Since the bill is 140 pages long, this blog will outline only three major pieces. We'll save the EV portions for a later blog. For now, let’s get into the building and energy policy sections of the law, starting with the most important win for climate policy this session.
Reforming our Natural Gas Utilities
One of the biggest changes this bill makes is that it moves the Commonwealth’s gas utility laws away from encouraging the expansion of the gas system and toward allowing the replacement of gas with other, cleaner heating technologies.
As we’ve written about before, systemically winding down the gas system is an important step in moving away from fossil fuels. Without reforms to the gas system, individual buildings switching off gas would slowly increase gas costs for the remaining customers as the system’s large maintenance costs would be shouldered by fewer and fewer customers over time.
To address that issue, the bill changes the legal obligation of gas utilities. Currently, gas utilities are required to supply gas to customers who request it. This bill changes the utilities' responsibility in these cases from supplying gas to supplying thermal energy more broadly. In other words, a utility could meet its legal obligation to the public either by supplying gas or heat generated in a clean energy, like with a heat pump or networked geothermal system.
Procuring Battery Storage
This bill also takes several steps to reduce our dependence on gas and oil to generate electricity, including the procurement of energy storage.
What this means is the legislature is allowing the state government to go out and sign long-term contracts for 5,000 megawatts of energy storage. These long-term procurement contracts can encourage the construction of large capital-intensive clean energy projects, like energy storage systems, by taking away the risk developers often face that they will sink money into a project only to make far less from it than they planned.
While the Commonwealth has done energy procurements before, mostly for offshore wind, this will be the first time it will be done for energy storage at this scale. This matters because both power demand and the amount of renewable electricity available can vary significantly day to day and even hour to hour. Right now, the state is dependent on ratcheting up natural gas and oil plants to keep the lights on during periods of high electricity demand, which is neither clean nor cheap.

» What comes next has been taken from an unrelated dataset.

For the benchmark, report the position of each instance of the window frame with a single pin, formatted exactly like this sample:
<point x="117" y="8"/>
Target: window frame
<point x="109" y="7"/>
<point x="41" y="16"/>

If the procurement of energy storage goes well, the state would be essentially attaching massive batteries to the grid. These could store power when there is little demand but plenty of renewable energy production and release that power when it’s needed, reducing the need for gas and oil plants and saving ratepayer money over the long run.
Siting & Permitting
Another major feature of this bill is its overhaul of the state’s siting and permitting laws to make the process of building clean energy infrastructure faster. One way the law does this is by combining different permitting processes into “consolidated” permits that clean energy projects could get either from a municipality or from the state, depending on their size. This bill also limits how long municipalities, or the state, can take to decide to either approve or reject a project’s application.
Additionally, it creates a new division of the Department of Energy Resources, part of whose mission will be helping municipalities deal with the technical challenges of siting and permitting clean energy infrastructure.
These reforms should help get solar, energy storage, and other clean energy projects off the drawing board and into the real world faster, something the Commonwealth must do to meet its emission reduction targets.
Left on the Cutting Room Floor: Third-Party Supply
Unfortunately, the ban on third-party electric suppliers we and others were advocating for did not make it through. This means third-party suppliers will continue to be allowed to sell electricity to residential customers despite their track record of lying to, and overcharging, the residents of the Commonwealth. While this is disappointing, it is not the end. This was the fourth session where banning third-party suppliers was a major issue, and this fight will continue for a fifth session.
Conclusion
Even with the failure to ban third-party electric suppliers and the climate bill’s rocky path to passage, the Commonwealth ended up making a lot of progress on climate policy this session.
The climate bill’s reforms to the state’s gas utility laws are nation-leading and could help move entire communities away from fossil fuel heating. At the same time, investments in the electric grid’s capacity to move and store electricity will help make sure the Commonwealth can meet rising power demand while continuing to retire oil and gas power plants.